Des difficultés de recrutement
A la tête de la section d’enseignement supérieur, Chatelain poursuit son travail d’élaboration et de développement d’une pédagogie active chrétienne. A cette fin, il déploie une énergie considérable en direction des maîtres des écoles catholiques qui restent, pour leur majorité, ignorants des bénéfices qu’ils pourraient retirer de l’étude des méthodes actives. Le sens de son engagement s’inscrit également dans le contexte de réforme de l’enseignement public qui ne le laisse pas indifférent :
Les méthodes actives qui n’avaient jusqu’ici retenu l’attention que d’un nombre assez restreint d’éducateurs viennent de s’imposer à tout le monde, même au grand public. Les quotidiens, les hebdomadaires, y consacrent des colonnes depuis la création dessixièmes nouvelles37.

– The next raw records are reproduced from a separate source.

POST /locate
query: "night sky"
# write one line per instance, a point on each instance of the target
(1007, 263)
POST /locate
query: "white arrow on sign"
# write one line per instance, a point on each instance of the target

Plus que jamais, il convient d’informer la communauté des éducateurs chrétiens des progrès susceptibles d’être réalisés par l’emploi raisonné et adapté des méthodes actives afin que les établissements catholiques puissent s’imposer par la compétence réelle de ses maîtres et la qualité de son enseignement :
L’enseignement libre se trouve aujourd’hui devant un travail urgent, pressant, à cause des progrès rapides de l’enseignement public. (…). Il manque d’éducateurs avertis des méthodes actives (ne s’étant jusqu’ici pas intéressé, sauf exception, à ces méthodes), il manque de centres de formation, de classes d’essais, analogues à ces sixièmes actives qui serviront de stages pour les maîtres appelés l’an prochain à faire d’autres sixièmes ou cinquièmes actives. C’est vous dire la nécessité pour nous éducateurs d’étudier sérieusement ces méthodes et pour l’enseignement libre de constituer des cadres compétents et de ne pas se laisser distancer38.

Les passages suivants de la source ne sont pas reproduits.